Fruits and vegetables from this family, including tomatoes, potatoes and sweet/hot pepper varieties, should thus be consumed raw only in moderation. Cooking has been shown to reduce the alkaloid content of these plant foods by about 40-50%, which appears sufficient to offset difficulties in non-sensitive individuals. Remember- it’s all about listening to how a food makes your body feel and adjusting your intake accordingly. I for one, cannot deny the creamy deliciousness of eggplant during this season.

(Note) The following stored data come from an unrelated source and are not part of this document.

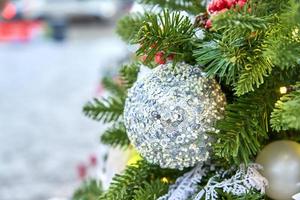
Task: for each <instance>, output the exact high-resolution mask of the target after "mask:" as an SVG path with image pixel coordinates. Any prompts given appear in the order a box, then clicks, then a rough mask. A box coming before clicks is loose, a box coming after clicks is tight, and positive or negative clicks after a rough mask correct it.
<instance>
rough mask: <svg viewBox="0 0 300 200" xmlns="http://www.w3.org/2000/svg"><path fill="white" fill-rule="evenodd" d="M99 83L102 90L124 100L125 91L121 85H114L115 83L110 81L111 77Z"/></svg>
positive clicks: (107, 77) (114, 82) (112, 81)
mask: <svg viewBox="0 0 300 200" xmlns="http://www.w3.org/2000/svg"><path fill="white" fill-rule="evenodd" d="M101 82H102V85H103V86H104V88H105V89H107V90H108V91H109V92H111V94H112V95H115V96H117V97H119V98H120V99H124V100H125V97H126V90H125V88H123V87H122V85H120V84H118V83H116V81H114V79H112V78H111V77H105V78H103V79H102V81H101Z"/></svg>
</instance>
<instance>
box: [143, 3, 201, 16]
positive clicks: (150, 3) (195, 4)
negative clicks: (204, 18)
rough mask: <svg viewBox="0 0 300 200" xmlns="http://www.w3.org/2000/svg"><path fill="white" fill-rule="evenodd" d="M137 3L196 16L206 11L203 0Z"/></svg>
mask: <svg viewBox="0 0 300 200" xmlns="http://www.w3.org/2000/svg"><path fill="white" fill-rule="evenodd" d="M138 2H139V3H143V4H149V5H154V6H155V5H158V6H159V7H161V8H169V9H171V10H177V11H186V12H188V13H191V14H194V15H196V14H198V13H200V12H204V11H205V10H206V7H205V6H206V5H205V4H206V2H207V1H205V0H202V1H201V0H172V1H170V0H138Z"/></svg>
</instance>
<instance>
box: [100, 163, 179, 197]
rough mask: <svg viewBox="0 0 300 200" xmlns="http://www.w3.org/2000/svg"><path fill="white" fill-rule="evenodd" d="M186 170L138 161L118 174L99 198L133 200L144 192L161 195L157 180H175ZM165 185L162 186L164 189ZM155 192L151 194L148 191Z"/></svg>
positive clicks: (152, 196)
mask: <svg viewBox="0 0 300 200" xmlns="http://www.w3.org/2000/svg"><path fill="white" fill-rule="evenodd" d="M183 173H184V172H182V171H178V170H171V169H161V168H160V167H159V166H156V165H152V164H149V163H147V162H146V161H145V160H141V161H138V162H137V164H136V165H131V166H128V167H127V168H126V169H125V171H124V172H123V173H122V174H121V175H116V176H115V177H114V178H113V181H112V183H111V185H110V187H109V189H108V191H106V192H105V193H104V194H103V195H101V196H100V197H99V199H98V200H132V199H135V198H139V197H140V195H141V194H142V193H143V194H145V195H147V196H148V195H149V196H148V197H149V198H151V197H153V196H155V195H159V194H160V193H162V192H163V190H160V189H158V188H157V187H158V185H156V184H158V183H155V180H158V179H161V178H163V177H167V178H168V180H170V181H174V180H175V179H176V178H177V177H178V176H180V175H182V174H183ZM164 188H165V186H164V187H163V188H162V189H164ZM151 191H153V192H155V194H152V195H151V194H149V193H148V192H151Z"/></svg>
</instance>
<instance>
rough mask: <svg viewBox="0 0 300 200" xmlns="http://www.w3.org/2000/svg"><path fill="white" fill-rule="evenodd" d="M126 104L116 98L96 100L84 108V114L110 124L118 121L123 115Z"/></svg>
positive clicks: (95, 119) (103, 98)
mask: <svg viewBox="0 0 300 200" xmlns="http://www.w3.org/2000/svg"><path fill="white" fill-rule="evenodd" d="M123 109H124V102H123V101H122V100H121V99H119V98H115V97H109V98H106V99H104V98H103V99H101V100H99V99H96V98H95V99H94V101H93V102H88V103H87V104H86V105H85V106H84V107H83V112H84V114H85V115H86V116H88V117H90V118H92V119H94V120H97V121H103V122H104V123H109V122H113V121H117V120H118V119H119V118H120V117H121V116H122V114H123Z"/></svg>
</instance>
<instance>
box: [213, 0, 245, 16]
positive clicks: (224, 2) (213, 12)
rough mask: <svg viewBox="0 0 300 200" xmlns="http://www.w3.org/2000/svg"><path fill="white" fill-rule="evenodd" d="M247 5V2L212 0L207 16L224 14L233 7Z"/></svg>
mask: <svg viewBox="0 0 300 200" xmlns="http://www.w3.org/2000/svg"><path fill="white" fill-rule="evenodd" d="M246 3H247V0H212V1H211V2H210V3H209V5H208V7H207V10H208V13H209V14H217V13H219V12H224V11H226V10H228V9H230V8H232V7H234V6H237V5H238V6H239V7H243V6H244V5H245V4H246Z"/></svg>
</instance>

Roasted, mashed or sautéed, eggplant is not difficult to cook, however it takes a bit of careful preparation to do so properly. For larger varieties, removing the outer skin is helpful, as it can be very tough and chewy. The inner contains a bitter juice that is best neutralized by salting and draining slices before putting them to use in a recipe. Rinsing and drying the pieces well will prevent eggplant for absorbing too much oil and becoming unpleasantly soggy when mixed in with other things.
Roasted Eggplant "Caviar"
With a unique combination of flavors and textures this recipe adapted from Nourishing Traditions, tastes gourmet with little effort. I also stumbled upon the idea to serve wrapped in the fresh basil leaves instead of tossing the herbs right into the mix. While it may not be the most functional of serving methods, there is something undeniably classy about wrapping things up this way if you have the time. It also tastes delicious with the basil included and spooned onto homemade crackers or sweet potato flatbreads.
2 medium eggplants
1 Tbs. unrefined salt
1 medium onion, diced
3 cloves of garlic, minced
1/4 cup soaked and sprouted pine nuts
1/2 cup parsley leaves, minced
1/4 cup basil leaves, minced
2 Tbs. lemon juice
2 Tbs.-1/4 cup unfiltered olive oil
balsamic vinegar to taste (optional)
Using a fork, make several punctures along the skin of the eggplants. Place the entire fruit in the oven at 375° F for a little under an hour- just long enough until the skin becomes wrinkled and flesh tender. Remove and let cool. Peel the skin from the eggplant and discard (this should be easy if you cooked them long enough). Dice finely and toss with 1 tablespoon himalayan or sea salt. Place in collander and allow to drain for approximately one hour. Rinse with filtered water and then pat the pieces dry with a tea towel.
Separately, saute onions and garlic in ghee or cold pressed coconut oil. Remove from heat and combine with eggplant cubes. Toss with olive oil, lemon juice and parsley. Add sprouted pine nuts. Taste and drizzle with balsamic vinegar to your liking. Wrap small servings in fresh basil leaves for dainty hors d'oeuvres, or enjoy as a dip with bread or crackers.